[Mpi3-ft] list of opaque objects and othe rmpi entities on the list

Thu Dec 6 08:47:41 CST 2012

Thanks. Makes sense, as long as what is not specified in the standard may be allowed to become very well specified and if necessary user controllable in a particular implementation (e.g., CRC on/off, link timeout, node timeout, and so on).

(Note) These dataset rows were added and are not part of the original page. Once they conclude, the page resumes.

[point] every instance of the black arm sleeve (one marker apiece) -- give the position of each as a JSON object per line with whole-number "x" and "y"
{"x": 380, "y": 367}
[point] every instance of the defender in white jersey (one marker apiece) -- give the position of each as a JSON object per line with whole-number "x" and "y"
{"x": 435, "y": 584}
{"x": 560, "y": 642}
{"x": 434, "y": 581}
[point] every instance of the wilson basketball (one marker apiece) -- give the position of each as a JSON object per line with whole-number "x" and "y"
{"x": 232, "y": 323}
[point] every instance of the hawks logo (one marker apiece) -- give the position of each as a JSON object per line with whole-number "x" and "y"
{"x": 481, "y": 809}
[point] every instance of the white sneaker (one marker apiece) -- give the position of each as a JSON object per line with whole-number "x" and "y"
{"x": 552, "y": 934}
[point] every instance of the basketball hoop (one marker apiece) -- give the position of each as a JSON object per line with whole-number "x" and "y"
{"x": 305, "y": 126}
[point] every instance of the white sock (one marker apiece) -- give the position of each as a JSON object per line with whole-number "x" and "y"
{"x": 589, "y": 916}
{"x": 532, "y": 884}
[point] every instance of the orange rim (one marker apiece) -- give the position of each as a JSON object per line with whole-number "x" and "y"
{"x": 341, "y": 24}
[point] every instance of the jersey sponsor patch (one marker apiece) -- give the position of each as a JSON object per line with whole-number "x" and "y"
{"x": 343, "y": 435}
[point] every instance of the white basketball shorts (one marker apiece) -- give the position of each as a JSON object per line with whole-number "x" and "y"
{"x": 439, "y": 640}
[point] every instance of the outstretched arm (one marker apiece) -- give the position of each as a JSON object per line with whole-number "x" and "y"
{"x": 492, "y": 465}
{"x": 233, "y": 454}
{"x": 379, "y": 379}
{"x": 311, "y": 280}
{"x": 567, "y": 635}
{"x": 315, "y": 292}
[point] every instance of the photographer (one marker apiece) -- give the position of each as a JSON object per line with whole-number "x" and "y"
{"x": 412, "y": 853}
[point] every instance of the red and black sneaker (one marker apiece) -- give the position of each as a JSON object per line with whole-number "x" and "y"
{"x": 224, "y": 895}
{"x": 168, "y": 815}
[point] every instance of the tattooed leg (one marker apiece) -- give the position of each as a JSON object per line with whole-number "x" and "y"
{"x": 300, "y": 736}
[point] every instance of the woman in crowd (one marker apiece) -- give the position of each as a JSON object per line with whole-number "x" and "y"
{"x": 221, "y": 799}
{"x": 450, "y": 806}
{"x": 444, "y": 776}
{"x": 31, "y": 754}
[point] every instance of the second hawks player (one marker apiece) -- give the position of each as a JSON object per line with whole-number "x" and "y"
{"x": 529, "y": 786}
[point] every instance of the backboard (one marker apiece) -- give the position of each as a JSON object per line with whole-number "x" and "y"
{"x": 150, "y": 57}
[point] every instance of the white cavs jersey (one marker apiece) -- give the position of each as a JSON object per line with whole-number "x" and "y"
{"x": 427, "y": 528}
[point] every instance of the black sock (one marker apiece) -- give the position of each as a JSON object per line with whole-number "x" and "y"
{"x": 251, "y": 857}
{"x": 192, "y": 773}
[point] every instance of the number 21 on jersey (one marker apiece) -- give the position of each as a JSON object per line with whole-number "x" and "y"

-----Original Message-----
From: mpi3-ft-bounces at lists.mpi-forum.org [mailto:mpi3-ft-bounces at lists.mpi-forum.org] On Behalf Of Aurélien Bouteiller
Sent: Thursday, December 06, 2012 3:23 PM
To: MPI 3.0 Fault Tolerance and Dynamic Process Control working Group
Subject: Re: [Mpi3-ft] list of opaque objects and othe rmpi entities on the list

Alexander, 

We had this exact discussion yesterday. The short highlights are the following: 
* We model process failures only, but other failure modes can be handled by converting them into fail-stop on an implementation decided basis

* Transient failures can be of two kinds: 
  * A processor is slow/unresponsive for a time, but comes back. The decision here is left to the implantation as to when to declare this as a process failure, but once it has declared so, even if the process stops being transient, it will be ignored/disposed off. 
  * A processor cannot be accessed by group of processes A, but can still be accessed by group of processes B (network disjunction). In that case, some processes in group A will report a process failure to the application. It is then the responsibility of users to propagate this error detection (through revoke, most presumably), if the application pattern cannot support such a condition (or continue business as usual if communication pattern so permit, but MPI cannot know that). 

We think that we should intentionally refrain from forcing a particular behavior/timeout on implementors in the case of transient errors. A "perfect" failure detector is impossible, both in theory and in practice. We decided it would be better to report false positives (declare some alive processes as dead), than the contrary (leading to application deadlock). The options to provide failure detection (and discriminating between transient and fail-stop) are numerous, some implementations may have access to better detection (hardware based) mechanisms than other, and specifying something too strong on the quality of failure detection could lead to unacceptable performance penalty in some cases. 
Also, we can see no reason for the user to be involved in setting such timeouts (actually, that would hurt portability, as the user could set values that are great on machine A, but moronic on machine B and lead to mass suicide). 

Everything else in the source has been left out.